View Single Post
  #23  
Old April 29th 08, 06:11 AM posted to comp.sys.intel,comp.sys.ibm.pc.hardware.chips
Robert Redelmeier
external usenet poster
 
Posts: 316
Default AMD planning 45nm 12-Core 'Istanbul' Processor ?

In comp.sys.ibm.pc.hardware.chips Robert Myers wrote in part:
Without AMD, one of threee things would have happened:
1. Intel would have had the resources to deliver a satisfactory
Itanium product and accompanying compiler on schedule.


Are you joking? AFAICS, Intel threw money and people at Itanium
well past the point of diminishing returns into the region of
negative returns (were additional people/resources consumed more
communications and managment than their contribution to the project).

Itanium did not fail for lack of resources. It might have failed
from a surfeit. Dis-economies of scale are real and a constant
peril in large projects.

2. Intel would have been forced into a partial retreat to x86, anyway.

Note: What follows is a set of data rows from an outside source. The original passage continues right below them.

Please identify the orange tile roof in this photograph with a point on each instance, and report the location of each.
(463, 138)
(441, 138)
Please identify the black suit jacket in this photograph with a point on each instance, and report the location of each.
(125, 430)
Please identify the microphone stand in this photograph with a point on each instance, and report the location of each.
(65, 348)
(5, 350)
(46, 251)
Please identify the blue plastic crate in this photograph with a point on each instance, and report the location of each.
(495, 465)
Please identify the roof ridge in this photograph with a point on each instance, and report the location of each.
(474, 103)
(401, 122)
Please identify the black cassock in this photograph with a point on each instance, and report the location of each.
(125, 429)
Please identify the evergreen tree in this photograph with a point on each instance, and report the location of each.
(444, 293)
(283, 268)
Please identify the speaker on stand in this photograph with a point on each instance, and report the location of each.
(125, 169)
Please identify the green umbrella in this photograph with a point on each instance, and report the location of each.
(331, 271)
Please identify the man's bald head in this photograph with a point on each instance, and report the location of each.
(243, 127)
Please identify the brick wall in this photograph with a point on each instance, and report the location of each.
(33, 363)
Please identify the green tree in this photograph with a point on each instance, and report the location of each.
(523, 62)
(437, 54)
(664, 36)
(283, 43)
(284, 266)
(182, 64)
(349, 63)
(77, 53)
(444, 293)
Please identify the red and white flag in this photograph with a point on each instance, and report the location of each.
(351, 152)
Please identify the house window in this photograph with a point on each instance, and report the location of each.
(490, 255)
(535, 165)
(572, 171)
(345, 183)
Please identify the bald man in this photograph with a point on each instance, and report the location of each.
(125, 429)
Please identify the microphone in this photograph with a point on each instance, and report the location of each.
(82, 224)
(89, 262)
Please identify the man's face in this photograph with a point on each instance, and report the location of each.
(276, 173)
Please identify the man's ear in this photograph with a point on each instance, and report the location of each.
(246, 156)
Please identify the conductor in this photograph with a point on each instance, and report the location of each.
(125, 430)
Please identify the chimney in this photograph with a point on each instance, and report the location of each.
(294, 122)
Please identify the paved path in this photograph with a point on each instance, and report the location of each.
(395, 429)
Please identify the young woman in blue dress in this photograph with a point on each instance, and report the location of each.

Would it have been any more graceful than P4, ie an overclocked
original Pentium? Perhaps. It could hardly be worse.
Without AMD breathing down Intel's neck on the performance end,
INTC would have developed and released processors much slower.
There would have been no need.

3. Sparc or Power would be holding much larger market share under
any number of possible licensing and manufacturing arrangements.


Add in Alpha. In addition to the non-x86 code hurdle, they
have identical issues with AMD. None can deliver the sheer
massive volume that Intel can and the PC market demands.

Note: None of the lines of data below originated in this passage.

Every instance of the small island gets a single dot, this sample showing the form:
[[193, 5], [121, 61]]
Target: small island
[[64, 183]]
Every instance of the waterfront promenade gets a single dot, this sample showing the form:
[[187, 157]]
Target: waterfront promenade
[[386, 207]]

I personally believe that what we've got is the worst of all
possible worlds: AMD on death's door, Microsoft holding on to
its monopoly catering to just one ISA, and, to all intents and
purposes, zero diversity in processor architecture.


I do not agree. Linux and to a lesser extent NetBSD have done
wonders to keep alt-arch alive and vital. ARM is far from dead.
I would not be at all surprised my next PC had one (ASUS EEE-like).

MSFT has been seduced down a dead-end. Sic transit gloria mundi.